Megan não pôde deixar de contemplá-la. Era a primeira vez em que realmente olhava para Amparo Jiró, à luz do dia. A mulher era muito bonita, de uma maneira simples. Tinha cabelos ruivos, pele branca, seios fartos, cintura fina e quadris que ondeavam a cada movimento.

Amparo percebeu que ela a observava.

- Irmã… poderia me dizer uma coisa? Por que alguém ingressaria para um convento?

Era uma pergunta fácil de responder.

- O que pode ser mais maravilhoso do que se devotar à glória de Deus?

- De imediato, posso pensar em mil coisas. - Amparo foi até a cama e sentou-se. - Pode dormir no catre. Pelo que me contaram, seu Deus não quer que fiquem muito confortáveis.

Megan sorriu.

- Não tem importância. Eu me sinto confortável por dentro.

Em seu quarto, no outro lado do corredor, Jaime Miró acomodou-se na cama. Felix Carpio tentava ajeitar-se no pequeno catre.

Os dois permaneciam vestidos. A arma de Jaime encontrava-se debaixo do travesseiro, a de Felix na mesinha escalavrada ao seu lado.

- O que será que as levam a fazerem isso? - especulou Felix, em voz alta.

- Fazem o quê, "amigo?"

- Ficam trancafiadas num convento a vida inteira, como prisioneiras.

Jaime Miró encolheu os ombros.

- Pergunte à irmã. Eu gostaria muito que estivéssemos viajando sozinhos. Estou com um terrível pressentimento.

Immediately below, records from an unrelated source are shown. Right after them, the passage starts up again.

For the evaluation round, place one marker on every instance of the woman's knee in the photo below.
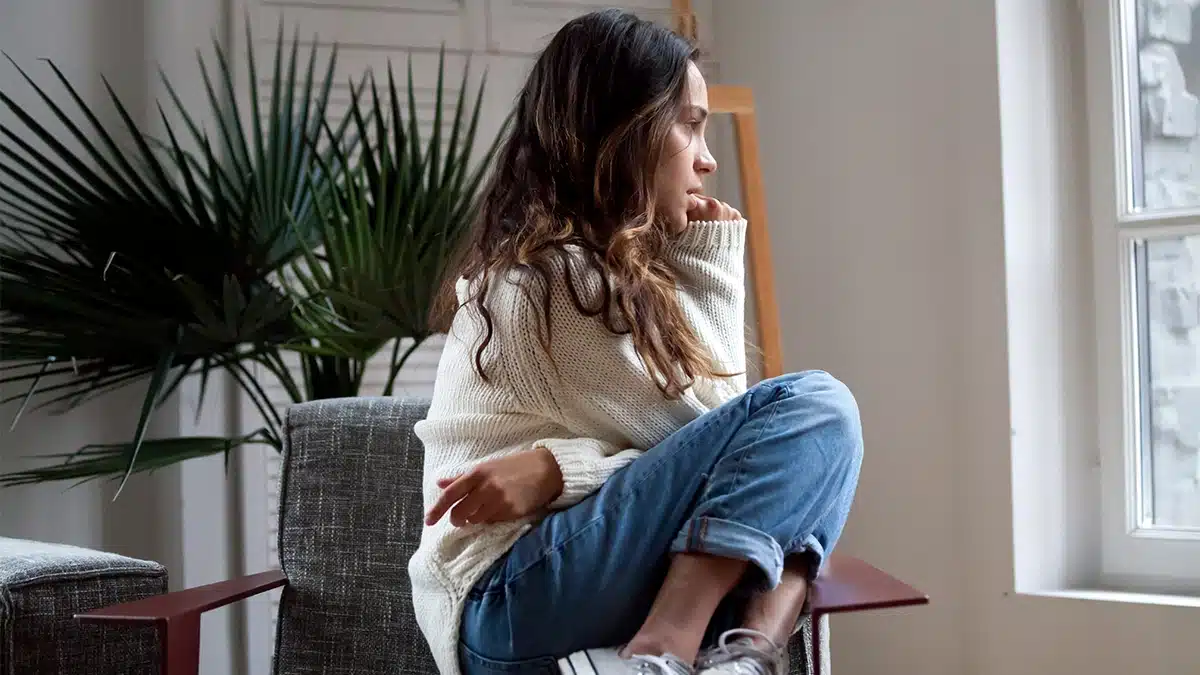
(828, 404)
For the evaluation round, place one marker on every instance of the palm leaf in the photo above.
(138, 260)
(395, 214)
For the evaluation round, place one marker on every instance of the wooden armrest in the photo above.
(178, 616)
(847, 584)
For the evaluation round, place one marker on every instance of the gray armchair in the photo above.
(351, 518)
(43, 586)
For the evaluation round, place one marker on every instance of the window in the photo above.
(1144, 108)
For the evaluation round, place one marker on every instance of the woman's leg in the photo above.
(743, 487)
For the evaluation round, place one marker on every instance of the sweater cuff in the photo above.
(712, 234)
(577, 465)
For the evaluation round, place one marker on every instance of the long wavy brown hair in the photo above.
(574, 183)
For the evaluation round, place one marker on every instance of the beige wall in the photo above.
(883, 173)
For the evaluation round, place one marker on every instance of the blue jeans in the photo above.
(769, 475)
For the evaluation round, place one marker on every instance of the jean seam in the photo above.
(539, 662)
(738, 466)
(691, 442)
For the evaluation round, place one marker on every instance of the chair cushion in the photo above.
(42, 586)
(351, 518)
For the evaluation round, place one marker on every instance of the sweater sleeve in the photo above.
(586, 465)
(709, 261)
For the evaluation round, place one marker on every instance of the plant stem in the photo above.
(397, 365)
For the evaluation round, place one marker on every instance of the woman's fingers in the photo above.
(709, 208)
(459, 489)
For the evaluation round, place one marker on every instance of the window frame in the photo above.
(1132, 555)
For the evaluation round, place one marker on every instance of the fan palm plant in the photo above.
(220, 248)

- Jaime, Deus nos agradecerá por esta boa ação.

- Acredita mesmo nisso? Não me faça rir.

Felix Carpio não insistiu no assunto. Não era conveniente discutir sobre a Igreja Católica com Jaime. Os dois ficaram em silêncio, cada um absorto em seus pensamentos.

Felix Carpio estava pensando: "Deus pôs as irmãs em nossas mãos. Precisamos levá-las a salvo a um convento."

Jaime pensava em Amparo. Queria-a desesperadamente naquele momento. "Aquela maldita freira." Começou a puxar as cobertas quando se lembrou que ainda havia uma coisa a ser feita.

No saguão pequeno e escuro lá embaixo, o recepcionista estava sentado em silêncio, à espera até ter certeza que os novos hóspedes dormiam. Seu coração batia forte quando pegou o telefone e discou.

Uma voz indolente atendeu.

- Delegacia de polícia.

O recepcionista sussurrou ao telefone para o sobrinho:

- Florian, Jaime Miró e mais três terroristas estão aqui. Não gostaria de ter a honra de prendê-los?

Capítulo 22

Cento e cinquenta quilômetros para o leste, numa área de bosque no caminho para Peñafiel, Lucia Carmine dormia.